Selon l’article 963 du code de procédure civile, lorsque l’appel entre dans le champ d’application de l’article 1635 bis P du code général des impôts, les parties justifient, à peine d’irrecevabilité de l’appel ou des défenses selon le cas, de l’acquittement du droit prévu à cet article. (…) L’irrecevabilité est constatée d’office par le magistrat ou la formation compétents. Les parties n’ont pas qualité pour soulever cette irrecevabilité. Elles sont avisées de la décision par le greffe.
Aux termes de l’article 550 du code de procédure civile, sous réserve des articles 905-2,909 et 910, l’appel incident ou l’appel provoqué peut être formé, en tout état de cause, alors même que celui qui l’interjetterait serait forclos pour agir à titre principal. Dans ce dernier cas, il ne sera toutefois pas reçu si l’appel principal n’est pas lui-même recevable ou s’il est caduc.

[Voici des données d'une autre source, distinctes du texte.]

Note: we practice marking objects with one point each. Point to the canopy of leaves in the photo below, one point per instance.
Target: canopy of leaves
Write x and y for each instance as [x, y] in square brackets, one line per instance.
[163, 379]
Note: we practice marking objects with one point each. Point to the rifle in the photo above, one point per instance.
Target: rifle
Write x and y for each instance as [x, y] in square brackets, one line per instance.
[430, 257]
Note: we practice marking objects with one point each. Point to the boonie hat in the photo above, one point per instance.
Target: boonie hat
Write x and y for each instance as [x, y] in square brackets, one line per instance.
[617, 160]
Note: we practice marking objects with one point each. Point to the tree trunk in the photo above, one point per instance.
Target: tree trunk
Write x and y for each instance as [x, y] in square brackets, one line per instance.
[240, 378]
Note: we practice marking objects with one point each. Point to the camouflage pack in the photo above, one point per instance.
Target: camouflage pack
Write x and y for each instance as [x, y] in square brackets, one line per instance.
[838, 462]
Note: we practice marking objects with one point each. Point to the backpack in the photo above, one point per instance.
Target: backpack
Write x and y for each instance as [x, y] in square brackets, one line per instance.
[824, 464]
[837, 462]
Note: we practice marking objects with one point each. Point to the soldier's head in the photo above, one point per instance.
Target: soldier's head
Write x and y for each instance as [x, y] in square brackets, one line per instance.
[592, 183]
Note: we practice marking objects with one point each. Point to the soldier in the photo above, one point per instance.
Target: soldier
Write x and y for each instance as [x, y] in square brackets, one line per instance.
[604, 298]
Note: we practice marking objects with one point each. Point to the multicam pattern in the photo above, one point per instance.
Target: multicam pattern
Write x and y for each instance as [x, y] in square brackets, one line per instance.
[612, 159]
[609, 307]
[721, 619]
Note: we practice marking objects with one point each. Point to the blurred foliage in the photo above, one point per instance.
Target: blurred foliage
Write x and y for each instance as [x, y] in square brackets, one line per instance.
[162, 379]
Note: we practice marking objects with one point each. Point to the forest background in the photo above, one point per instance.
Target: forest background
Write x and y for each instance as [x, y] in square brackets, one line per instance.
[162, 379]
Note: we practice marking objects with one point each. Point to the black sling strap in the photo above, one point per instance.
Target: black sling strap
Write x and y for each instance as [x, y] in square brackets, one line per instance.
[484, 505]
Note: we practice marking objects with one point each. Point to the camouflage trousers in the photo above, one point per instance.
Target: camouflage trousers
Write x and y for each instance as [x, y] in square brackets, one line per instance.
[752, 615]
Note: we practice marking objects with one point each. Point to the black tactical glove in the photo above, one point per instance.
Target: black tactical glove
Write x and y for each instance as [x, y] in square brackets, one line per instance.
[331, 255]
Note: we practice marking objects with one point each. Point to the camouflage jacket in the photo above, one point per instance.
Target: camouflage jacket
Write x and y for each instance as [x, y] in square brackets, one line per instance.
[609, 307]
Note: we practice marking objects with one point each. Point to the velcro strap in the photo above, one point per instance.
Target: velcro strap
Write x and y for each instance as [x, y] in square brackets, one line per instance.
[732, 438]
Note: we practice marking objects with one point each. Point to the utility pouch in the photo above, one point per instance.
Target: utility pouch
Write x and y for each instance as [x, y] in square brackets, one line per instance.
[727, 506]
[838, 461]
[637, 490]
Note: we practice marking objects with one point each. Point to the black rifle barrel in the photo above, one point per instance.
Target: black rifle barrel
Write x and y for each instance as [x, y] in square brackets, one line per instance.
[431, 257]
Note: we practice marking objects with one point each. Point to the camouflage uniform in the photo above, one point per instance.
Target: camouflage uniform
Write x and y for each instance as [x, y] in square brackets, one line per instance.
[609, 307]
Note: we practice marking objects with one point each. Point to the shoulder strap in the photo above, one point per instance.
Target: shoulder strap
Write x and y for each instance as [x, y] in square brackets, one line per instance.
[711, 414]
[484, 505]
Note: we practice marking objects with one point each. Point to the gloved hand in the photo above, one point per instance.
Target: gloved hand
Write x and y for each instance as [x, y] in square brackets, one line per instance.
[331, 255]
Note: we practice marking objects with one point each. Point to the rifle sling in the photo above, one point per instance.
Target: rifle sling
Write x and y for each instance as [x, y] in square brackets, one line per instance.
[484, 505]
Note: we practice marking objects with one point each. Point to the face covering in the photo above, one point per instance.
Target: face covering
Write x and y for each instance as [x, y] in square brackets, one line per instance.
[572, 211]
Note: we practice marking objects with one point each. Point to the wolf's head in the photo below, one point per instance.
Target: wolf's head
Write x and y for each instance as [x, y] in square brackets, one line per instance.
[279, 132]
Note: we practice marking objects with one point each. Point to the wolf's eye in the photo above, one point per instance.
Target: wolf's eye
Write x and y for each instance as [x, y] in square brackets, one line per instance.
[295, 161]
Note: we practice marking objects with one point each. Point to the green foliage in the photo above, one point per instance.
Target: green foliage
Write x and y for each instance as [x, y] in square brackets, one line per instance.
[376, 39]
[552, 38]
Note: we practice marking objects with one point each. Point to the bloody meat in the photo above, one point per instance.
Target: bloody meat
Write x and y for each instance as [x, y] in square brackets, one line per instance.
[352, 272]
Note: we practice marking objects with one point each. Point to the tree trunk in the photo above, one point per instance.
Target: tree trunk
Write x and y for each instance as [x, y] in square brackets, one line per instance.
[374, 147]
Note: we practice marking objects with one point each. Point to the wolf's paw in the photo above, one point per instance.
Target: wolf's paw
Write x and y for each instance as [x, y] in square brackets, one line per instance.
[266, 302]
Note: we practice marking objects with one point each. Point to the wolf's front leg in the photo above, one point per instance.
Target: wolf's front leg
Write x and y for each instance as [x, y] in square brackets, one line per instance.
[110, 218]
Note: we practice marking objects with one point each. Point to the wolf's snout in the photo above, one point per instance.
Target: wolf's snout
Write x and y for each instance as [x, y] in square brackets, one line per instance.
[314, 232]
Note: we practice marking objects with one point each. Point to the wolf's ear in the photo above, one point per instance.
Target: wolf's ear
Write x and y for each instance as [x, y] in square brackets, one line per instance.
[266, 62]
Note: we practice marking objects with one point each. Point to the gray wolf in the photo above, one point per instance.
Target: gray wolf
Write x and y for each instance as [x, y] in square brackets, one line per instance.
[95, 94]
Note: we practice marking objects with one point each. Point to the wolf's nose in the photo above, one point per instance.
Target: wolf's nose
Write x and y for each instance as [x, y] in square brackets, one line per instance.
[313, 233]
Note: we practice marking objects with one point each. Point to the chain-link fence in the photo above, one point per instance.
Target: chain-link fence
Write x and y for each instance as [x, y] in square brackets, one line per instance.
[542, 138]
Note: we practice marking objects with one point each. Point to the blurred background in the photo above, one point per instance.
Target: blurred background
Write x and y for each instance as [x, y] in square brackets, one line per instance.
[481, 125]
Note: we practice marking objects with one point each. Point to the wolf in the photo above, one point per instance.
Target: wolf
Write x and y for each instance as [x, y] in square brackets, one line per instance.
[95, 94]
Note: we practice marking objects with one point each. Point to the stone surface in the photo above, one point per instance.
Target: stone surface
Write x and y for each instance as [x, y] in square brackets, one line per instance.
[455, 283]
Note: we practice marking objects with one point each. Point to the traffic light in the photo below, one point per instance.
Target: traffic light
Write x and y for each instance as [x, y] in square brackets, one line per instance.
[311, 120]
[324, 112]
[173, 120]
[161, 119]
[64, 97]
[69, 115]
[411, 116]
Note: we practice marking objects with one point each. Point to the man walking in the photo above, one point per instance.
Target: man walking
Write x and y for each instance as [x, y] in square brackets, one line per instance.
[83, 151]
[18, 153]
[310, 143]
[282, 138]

En l’état des pièces de la procédure, M [Q], qui est appelant, ne s’est pas acquitté du paiement du droit d’appel prévu aux dispositions susvisées, de sorte que son appel principal est irrecevable.
Par l’effet des dispositions de l’article 550 du code de procédure civile, l’appel incident de Mme [B] est également irrecevable.
Partie perdante, au sens de l’article 696 du code de procédure civile, M. [Q] sera condamné aux dépens de la procédure d’appel.
En outre, pour sa défense en appel selon les règles de la procédure écrite, Mme [B] s’est trouvée dans l’obligation de faire conclure, par deux fois, son conseil, de sorte que des frais d’honoraires non compris dans les dépens ont été engagés.
Il en résulte qu’il est équitable de condamner M [Q] à payer la somme de 1000 euros à la partie intimée, sur le fondement de l’article 700 du code de procédure civile, en cause d’appel. Mme [B] étant bénéficiaire de l’aide juridictionnelle, cette somme devra être payée directement entre les mains de son avocat, Maître [T] [D], lequel renoncera à percevoir la part contributive de l’Etat à proportion de la somme reçue.
PAR CES MOTIFS,
La cour,
Déclare l’appel principal de M. [V] [Q] irrecevable,
Déclare l’appel incident de Mme [W] [B] irrecevable,
Condamne M. [V] [Q] aux dépens d’appel,
Condamne M. [V] [Q] à payer à Maître [T] [D], conseil de Mme [W] [B], la somme de 1000 euros, sur le fondement de l’article 700 du code de procédure civile et de l’article 37 de la loi du 10 juillet 1991 sur l’aide juridictionnelle.
Le greffier
Le président
EN CONSÉQUENCE
LA RÉPUBLIQUE FRANÇAISE mande et ordonne à tous les commissaires de justice, sur ce requis, de mettre ladite décision à exécution, aux procureurs généraux et aux procureurs de la République près les tribunaux judiciaires d’y tenir la main, à tous les commandants et officiers de la [Localité 9] Publique de prêter main-forte lorsqu’ils en seront légalement requis. En foi de quoi, la présente décision a été signée par le Président et le Greffier.